Verder worden op grote schaal oude betonnen woongebouwen, daterend uit de jaren vijftig en zestig, door particuliere ontwikkelaars gerenoveerd, uitgebreid met meer appartementen en aardbevingsbestendig gemaakt. Is zo'n betonnen gebouw te slecht, dan wordt het afgebroken en een nieuw, hoger of breder flatgebouw in Jeruzalemse steen opgetrokken. De eigenaar-bewoners krijgen van de projectontwikkelaar geld om zo lang het bouwproces duurt ergens anders iets te huren. Wie slechts huurde, moet zonder vergoeding op zoek naar een nieuw appartement. De bouwfirma haalt de winst uit de verkoop van de extra appartementen, en die zullen dus ook niet zo goedkoop zijn. Sinds de grote sociale protesten van 2011 (de cottage-cheese-opstand) had de hervorming van het woningbeleid in Israël een regeringsprioriteit zullen worden. Daar is niet echt iets van terechtgekomen.

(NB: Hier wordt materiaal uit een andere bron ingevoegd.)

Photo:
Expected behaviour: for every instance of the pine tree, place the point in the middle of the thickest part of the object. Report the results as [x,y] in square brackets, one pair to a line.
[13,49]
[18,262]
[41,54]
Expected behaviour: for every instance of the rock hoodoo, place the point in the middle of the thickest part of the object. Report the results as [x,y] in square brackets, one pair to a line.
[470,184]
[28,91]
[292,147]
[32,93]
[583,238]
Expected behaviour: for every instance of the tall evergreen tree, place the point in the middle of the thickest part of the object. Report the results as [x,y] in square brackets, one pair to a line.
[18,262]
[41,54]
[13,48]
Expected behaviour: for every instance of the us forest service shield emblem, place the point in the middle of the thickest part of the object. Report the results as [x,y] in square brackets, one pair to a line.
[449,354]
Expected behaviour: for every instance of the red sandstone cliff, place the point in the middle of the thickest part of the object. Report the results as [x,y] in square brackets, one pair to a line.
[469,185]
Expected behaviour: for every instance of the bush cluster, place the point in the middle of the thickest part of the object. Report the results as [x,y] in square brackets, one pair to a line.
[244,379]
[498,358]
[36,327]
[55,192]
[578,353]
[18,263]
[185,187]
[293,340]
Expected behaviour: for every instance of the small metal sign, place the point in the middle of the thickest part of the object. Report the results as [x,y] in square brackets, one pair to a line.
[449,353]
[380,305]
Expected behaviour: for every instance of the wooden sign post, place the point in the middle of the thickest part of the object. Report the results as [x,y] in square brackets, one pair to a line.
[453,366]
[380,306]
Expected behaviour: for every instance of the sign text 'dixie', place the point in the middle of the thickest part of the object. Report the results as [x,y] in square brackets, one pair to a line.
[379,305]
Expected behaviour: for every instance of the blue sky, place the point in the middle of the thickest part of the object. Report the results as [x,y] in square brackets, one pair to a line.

Het gevolg is dat jongeren en jonge gezinnen in Jeruzalem nauwelijks een huis kunnen kopen. Sommige jongeren worden bij hun eerste aankoop financieel geholpen door hun ouders. Anderen vertrekken naar de bezette dan wel betwiste gebieden, waar de huur- en koopprijzen veel lager liggen, onder andere doordat de staat de bouwgrond daar gratis levert. Sinds 1967 zijn circa 600.000 Israëli's buiten de Groene Lijn gaan wonen, en echt niet alleen uit ideologische motieven. De steden en nederzettingen op de Westoever vormen op deze manier een tijdelijk ventiel voor het huisvestingsprobleem in Jeruzalem; en een reden om aan die gebieden vast te blijven houden. En last but not least: veel goedopgeleide jongeren vertrekken helemaal uit Israël. De befaamde vredesactivist Uri Avnery schreef in een column dat bijna al zijn vrienden kinderen hebben die in het buitenland wonen.